Échouer, s’adapter, innover : institutions pour une société changeante

XIIe colloque annuel de la Fondation Pierre Elliott Trudeau, Du 12 au 14 novembre 2015, Ottawa

      

L’énergie était palpable dès l’entrée au colloque 2015 de la Fondation Pierre Elliott Trudeau qui s’est déroulé à Ottawa du 12 au 14 novembre. L’événement s’est ouvert avec des images de l’exposition de photos numériques sur le changement social présentée par des boursiers de la communauté de la Fondation et une danse d’honneur de la chef Algonquine Anishinabe Caitlin Tolley pour souhaiter la bienvenue aux participants sur le territoire autochtone.

Les défis d’un changement radical 

  

Indy Johar a lancé les débats avec sa conférence d’ouverture intitulée « Les défis d’un changement radical : passer du cloisonnement à l'interdépendance ». Il a notamment mentionné qu’« il faut repenser de fond en comble nos institutions si nous voulons donner lieu à quelque changement que ce soit ». À cet égard, il a indiqué avoir espoir en l’avenir du pays : « Les conversations apportent le changement. Les conversations modifient la pensée.
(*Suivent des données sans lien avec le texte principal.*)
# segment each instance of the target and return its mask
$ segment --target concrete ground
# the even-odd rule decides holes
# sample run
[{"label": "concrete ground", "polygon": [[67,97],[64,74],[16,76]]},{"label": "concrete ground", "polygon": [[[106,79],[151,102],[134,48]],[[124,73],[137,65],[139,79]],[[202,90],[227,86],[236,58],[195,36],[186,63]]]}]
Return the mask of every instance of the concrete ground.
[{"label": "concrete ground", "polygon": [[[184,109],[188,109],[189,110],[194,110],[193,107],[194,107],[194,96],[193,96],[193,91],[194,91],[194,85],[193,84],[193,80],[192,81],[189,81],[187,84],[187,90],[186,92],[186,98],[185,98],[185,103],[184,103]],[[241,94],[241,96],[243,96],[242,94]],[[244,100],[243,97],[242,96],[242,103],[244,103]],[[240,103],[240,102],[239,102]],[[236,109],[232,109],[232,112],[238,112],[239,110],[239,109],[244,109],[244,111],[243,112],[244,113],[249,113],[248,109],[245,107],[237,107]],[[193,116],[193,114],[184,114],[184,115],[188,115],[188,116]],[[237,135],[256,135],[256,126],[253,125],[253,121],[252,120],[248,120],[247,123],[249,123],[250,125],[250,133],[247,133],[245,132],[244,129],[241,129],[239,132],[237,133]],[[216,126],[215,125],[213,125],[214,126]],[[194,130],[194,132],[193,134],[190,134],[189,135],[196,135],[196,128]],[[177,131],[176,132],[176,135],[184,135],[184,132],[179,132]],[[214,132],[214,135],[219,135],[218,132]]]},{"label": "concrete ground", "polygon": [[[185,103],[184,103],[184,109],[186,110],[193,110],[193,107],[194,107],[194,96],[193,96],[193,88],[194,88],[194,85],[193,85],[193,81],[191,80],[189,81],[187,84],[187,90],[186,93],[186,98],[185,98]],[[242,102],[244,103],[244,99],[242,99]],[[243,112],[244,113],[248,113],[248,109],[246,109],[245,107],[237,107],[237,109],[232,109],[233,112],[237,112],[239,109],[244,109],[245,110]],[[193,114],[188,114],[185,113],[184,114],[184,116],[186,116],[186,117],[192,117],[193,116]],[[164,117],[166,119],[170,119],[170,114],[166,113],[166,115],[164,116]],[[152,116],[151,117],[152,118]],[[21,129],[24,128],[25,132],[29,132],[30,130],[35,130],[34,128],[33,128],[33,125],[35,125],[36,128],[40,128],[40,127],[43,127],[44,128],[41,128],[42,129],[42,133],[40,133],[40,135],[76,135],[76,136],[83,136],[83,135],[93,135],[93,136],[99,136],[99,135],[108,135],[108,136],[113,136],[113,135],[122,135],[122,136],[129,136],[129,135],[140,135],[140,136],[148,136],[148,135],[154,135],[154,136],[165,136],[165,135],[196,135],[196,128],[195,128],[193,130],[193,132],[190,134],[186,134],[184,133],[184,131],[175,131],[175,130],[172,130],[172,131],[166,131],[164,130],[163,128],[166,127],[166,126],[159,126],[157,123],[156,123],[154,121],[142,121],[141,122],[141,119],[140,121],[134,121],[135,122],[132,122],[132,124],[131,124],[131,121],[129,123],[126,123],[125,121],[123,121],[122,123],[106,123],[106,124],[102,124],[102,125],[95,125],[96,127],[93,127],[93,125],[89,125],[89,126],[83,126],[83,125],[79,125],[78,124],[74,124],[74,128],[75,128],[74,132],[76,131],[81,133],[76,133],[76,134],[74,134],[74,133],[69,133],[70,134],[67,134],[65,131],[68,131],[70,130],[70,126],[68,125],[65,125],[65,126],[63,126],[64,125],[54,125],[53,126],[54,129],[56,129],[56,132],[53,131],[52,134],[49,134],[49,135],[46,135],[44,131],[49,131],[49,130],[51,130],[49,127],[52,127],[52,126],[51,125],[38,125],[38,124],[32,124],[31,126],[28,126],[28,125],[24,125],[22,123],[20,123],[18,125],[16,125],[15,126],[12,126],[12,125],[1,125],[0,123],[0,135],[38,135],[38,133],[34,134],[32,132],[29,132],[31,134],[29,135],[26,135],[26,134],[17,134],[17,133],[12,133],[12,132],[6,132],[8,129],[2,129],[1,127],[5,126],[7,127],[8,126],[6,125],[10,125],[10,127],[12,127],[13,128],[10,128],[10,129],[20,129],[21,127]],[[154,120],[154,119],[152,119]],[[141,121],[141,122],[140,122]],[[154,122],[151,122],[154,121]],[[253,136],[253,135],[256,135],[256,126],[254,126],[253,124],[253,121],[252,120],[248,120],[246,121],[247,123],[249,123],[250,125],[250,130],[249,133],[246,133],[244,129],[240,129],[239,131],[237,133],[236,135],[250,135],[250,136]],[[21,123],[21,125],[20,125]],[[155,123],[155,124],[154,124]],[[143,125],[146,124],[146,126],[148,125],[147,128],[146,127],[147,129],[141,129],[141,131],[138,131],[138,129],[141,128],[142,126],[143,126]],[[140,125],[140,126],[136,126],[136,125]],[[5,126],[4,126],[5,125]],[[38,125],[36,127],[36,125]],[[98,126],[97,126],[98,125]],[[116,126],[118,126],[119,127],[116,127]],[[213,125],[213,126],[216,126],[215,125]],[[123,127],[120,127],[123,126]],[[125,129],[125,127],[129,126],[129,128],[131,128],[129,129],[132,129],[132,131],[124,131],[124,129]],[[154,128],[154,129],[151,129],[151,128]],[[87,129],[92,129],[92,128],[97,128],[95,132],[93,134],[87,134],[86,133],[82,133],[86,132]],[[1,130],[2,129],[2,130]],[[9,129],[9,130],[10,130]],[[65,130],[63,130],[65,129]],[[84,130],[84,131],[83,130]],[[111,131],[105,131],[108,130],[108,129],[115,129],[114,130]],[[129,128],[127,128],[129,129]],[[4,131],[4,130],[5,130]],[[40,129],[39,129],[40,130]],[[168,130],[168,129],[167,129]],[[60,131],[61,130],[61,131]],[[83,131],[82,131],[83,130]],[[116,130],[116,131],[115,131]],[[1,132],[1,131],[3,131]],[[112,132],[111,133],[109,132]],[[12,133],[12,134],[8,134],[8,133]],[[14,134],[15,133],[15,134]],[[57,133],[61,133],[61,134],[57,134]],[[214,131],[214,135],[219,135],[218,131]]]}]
C’est pourquoi le Canada représente aujourd’hui le grand espoir de l’Occident. »

Les discussions en personne ou en ligne se sont rapidement propagées grâce au mot clic #colloqueFPET, nourries par divers panels, notamment les séances plénières sur la réforme démocratique et l’innovation aux échelles locales et mondiales.

  

Par ailleurs, les neuf dîners thématiques, qui ont eu lieu dans des restaurants ou des institutions communautaires de la région d’Ottawa, ont permis de réunir plus de 170 participants, conférenciers et experts. Les convives ont pu discuter à bâtons rompus de sujets allant de l’innovation dans le système correctionnel canadien à la science et l’éthique en journalisme de la santé.
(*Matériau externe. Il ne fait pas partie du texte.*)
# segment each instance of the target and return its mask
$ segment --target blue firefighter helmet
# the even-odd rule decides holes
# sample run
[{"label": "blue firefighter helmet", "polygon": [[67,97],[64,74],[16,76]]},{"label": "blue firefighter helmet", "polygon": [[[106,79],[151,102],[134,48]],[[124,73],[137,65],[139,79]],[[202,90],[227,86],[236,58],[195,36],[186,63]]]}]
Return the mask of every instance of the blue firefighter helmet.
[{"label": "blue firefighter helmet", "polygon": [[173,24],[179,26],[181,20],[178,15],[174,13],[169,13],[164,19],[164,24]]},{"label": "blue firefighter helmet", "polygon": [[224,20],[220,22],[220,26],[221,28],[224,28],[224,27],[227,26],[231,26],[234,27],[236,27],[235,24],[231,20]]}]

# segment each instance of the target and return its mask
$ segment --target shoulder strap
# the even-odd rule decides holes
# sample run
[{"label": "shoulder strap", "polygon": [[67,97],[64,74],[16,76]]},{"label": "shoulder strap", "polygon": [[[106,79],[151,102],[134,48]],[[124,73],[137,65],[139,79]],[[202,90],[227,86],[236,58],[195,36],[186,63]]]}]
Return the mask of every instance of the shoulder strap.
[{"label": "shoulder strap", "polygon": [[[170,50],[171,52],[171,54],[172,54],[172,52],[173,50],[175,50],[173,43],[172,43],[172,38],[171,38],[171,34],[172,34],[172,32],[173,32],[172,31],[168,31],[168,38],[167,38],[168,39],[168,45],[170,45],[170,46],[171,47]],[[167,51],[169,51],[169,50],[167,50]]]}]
Dans le cadre d’une nouvelle initiative de la Fondation, les séances étaient ponctuées par l’intervention de rapporteurs autochtones. En effet, Jesse Flowers, Zoe Todd, Caitlin Tolley et Aaron Mills ont présenté leurs points de vue en tant qu’Inuit, Algonquine de la région d’Ottawa, métis et membre des Premières Nations en Ontario, sur les échanges et les solutions proposées. La prise de parole d’Aaron Mills a notamment reçu une chaude ovation. Lors de son intervention, le vidéo clip, « Echo my Soul » du collectif de jeunes artistes autochtones N'we Jinan a particulièrement ému l’assistance.

Samedi, le niveau d’énergie est demeurée élevé jusqu’au mot de clôture, grâce au panel sur la réforme de la fonction publique mettant en vedette un Britannique, un Danois et un Canadien. Dans le panel final, un représentant de la Banque mondiale et de la Croix-Rouge canadienne dialoguaient avec une journaliste primée en santé mondiale sur l’innovation dans les organisations et institutions internationales à la suite de la pandémie d’Ébola.